Mr. Roberts sacó lápices y plumas fuentes de su bolsillo.

—¿Dónde está el inapreciable manuscrito
Tempus est fugiens
?

Mr. Humphries y Mr. Thomas apoyaron cuadernos en sus rodillas, tomó cada uno un lápiz y observaron cómo Mr. Evans abría la puerta del reloj de pie.

Debajo de las pesas había un montón de papeles atados con un moño celeste. Mr. Evans los colocó sobre el escritorio.
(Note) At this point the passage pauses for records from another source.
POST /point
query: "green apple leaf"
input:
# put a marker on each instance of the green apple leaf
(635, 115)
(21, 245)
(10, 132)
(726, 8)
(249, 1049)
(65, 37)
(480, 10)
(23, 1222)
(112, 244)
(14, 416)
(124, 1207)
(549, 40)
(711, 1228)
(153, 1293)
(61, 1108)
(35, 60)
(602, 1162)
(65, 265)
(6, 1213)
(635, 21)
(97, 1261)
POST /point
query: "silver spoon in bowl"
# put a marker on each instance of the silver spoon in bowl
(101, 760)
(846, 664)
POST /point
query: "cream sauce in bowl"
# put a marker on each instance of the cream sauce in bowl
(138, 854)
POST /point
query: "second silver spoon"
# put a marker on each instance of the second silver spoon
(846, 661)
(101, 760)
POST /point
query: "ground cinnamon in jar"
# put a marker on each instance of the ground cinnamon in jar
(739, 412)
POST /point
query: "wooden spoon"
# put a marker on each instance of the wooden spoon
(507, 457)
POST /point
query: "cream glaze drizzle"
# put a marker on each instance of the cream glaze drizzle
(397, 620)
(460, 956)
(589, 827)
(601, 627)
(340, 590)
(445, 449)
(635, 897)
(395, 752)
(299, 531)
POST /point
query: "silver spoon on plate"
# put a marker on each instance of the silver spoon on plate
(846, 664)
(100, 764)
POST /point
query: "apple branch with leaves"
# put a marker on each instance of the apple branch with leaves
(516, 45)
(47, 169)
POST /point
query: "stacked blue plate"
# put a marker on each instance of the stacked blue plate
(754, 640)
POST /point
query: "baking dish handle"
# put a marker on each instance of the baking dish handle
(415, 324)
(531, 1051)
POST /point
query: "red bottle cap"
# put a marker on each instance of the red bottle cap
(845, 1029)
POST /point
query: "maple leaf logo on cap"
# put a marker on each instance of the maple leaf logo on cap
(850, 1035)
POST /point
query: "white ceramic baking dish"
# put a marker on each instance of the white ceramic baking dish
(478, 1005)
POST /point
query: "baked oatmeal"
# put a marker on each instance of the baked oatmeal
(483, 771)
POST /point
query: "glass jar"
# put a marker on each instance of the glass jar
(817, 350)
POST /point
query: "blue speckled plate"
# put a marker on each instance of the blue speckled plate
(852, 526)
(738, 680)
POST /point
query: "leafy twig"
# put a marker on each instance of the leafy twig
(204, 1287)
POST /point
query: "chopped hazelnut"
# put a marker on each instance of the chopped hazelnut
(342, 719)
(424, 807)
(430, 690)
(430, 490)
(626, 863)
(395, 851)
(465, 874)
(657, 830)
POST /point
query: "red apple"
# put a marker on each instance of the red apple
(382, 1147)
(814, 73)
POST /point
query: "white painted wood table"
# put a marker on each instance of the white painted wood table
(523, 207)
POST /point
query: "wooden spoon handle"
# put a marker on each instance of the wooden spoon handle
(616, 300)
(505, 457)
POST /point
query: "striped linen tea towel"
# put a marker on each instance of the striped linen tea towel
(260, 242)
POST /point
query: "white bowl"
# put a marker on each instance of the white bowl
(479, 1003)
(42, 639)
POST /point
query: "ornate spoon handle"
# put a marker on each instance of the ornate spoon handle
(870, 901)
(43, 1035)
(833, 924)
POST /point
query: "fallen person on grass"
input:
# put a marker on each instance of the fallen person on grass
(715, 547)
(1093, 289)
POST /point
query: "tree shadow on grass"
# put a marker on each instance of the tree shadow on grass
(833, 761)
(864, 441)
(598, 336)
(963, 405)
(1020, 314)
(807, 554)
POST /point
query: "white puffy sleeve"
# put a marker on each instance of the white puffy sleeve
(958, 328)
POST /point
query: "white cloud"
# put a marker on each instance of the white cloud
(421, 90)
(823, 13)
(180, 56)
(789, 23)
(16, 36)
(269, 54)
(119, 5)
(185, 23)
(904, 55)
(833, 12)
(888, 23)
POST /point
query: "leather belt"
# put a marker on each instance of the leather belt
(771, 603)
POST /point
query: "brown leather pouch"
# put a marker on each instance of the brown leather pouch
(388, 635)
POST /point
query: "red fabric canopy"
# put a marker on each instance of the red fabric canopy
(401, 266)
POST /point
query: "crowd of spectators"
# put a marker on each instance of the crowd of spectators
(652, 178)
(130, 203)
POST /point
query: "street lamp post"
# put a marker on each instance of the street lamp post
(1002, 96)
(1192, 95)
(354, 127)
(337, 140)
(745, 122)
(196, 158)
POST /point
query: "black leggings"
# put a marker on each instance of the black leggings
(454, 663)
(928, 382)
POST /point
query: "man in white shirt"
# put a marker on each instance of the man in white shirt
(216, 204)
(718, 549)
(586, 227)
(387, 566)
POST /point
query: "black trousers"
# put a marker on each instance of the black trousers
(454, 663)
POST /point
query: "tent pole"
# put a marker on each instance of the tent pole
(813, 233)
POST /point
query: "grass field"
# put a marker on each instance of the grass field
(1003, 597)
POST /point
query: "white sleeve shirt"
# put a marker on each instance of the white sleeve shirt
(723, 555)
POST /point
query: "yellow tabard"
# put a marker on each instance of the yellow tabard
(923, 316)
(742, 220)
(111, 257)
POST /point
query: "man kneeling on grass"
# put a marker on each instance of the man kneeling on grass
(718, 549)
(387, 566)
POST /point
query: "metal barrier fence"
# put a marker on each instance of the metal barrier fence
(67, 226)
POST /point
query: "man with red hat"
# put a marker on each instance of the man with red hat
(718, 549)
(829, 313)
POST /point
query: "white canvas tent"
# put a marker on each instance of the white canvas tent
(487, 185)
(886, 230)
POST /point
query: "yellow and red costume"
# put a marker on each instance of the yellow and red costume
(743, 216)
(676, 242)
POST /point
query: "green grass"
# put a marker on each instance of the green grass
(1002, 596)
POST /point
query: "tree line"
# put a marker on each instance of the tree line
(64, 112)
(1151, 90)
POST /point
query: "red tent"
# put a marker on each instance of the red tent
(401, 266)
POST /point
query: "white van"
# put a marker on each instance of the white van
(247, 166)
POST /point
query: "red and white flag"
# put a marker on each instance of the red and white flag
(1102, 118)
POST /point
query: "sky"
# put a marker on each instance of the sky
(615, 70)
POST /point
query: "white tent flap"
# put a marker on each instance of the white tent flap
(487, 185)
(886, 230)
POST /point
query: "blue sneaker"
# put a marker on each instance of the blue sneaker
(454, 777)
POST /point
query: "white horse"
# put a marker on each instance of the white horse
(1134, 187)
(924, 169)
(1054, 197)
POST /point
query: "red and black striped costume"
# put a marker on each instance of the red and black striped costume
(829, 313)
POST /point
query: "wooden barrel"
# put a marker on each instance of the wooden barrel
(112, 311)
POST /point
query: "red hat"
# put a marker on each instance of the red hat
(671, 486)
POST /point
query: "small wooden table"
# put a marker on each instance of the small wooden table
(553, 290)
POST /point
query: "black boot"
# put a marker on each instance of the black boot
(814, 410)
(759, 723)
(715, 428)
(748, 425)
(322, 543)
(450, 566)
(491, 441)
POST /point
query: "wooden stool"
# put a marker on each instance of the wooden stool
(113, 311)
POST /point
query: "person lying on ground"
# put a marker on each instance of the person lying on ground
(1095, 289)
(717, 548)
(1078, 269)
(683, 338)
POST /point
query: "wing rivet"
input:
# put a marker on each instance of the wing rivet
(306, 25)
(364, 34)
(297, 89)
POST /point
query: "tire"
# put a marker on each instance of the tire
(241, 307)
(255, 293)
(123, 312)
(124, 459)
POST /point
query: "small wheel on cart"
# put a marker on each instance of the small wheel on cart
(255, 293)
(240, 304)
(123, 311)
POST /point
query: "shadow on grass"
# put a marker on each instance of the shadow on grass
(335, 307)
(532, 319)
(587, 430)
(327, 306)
—Pido la palabra —dijo Mr. Roberts—. Veamos dónde estábamos. ¿Tiene usted las notas, Mr. Thomas?


Donde fluye el Tawe
—leyó Mr. Thomas—.
Novela de la vida provinciana. Capítulo uno: Un corte descriptivo del pueblo, Dockland, los barrios bajos, los suburbios, etc
. Terminamos eso. El título aprobado fue:
Capítulo uno, La ciudad pública
. El capítulo dos se llamará
Las vidas privadas
, y Mr. Humphries ha propuesto lo siguiente:
Cada uno de los colaboradores tomará un personaje de cada esfera o estrato social del pueblo y lo presentará a los lectores con una breve historia de su vida hasta el momento en que comenzamos nuestro relato, esto es, hasta el invierno de este mismo año. Estas descripciones de los personajes, que de aquí en adelante serán considerados como los protagonistas principales, y sus crónicas biográficas constituirán el segundo capítulo
. ¿Alguna pregunta, caballeros?

Mr. Humphries asintió a todo. Su personaje era un maestro de escuela sensitivo, con opiniones avanzadas, a quien se juzgaba y se trataba mal.

—Ninguna pregunta —dijo Mr. Evans. Estaba a cargo de los suburbios. Hojeó sus notas y aguardó a que le tocara comenzar.

—Yo todavía no he escrito nada —dijo Mr. Roberts—. Lo tengo todo en la cabeza. Había elegido los barrios bajos.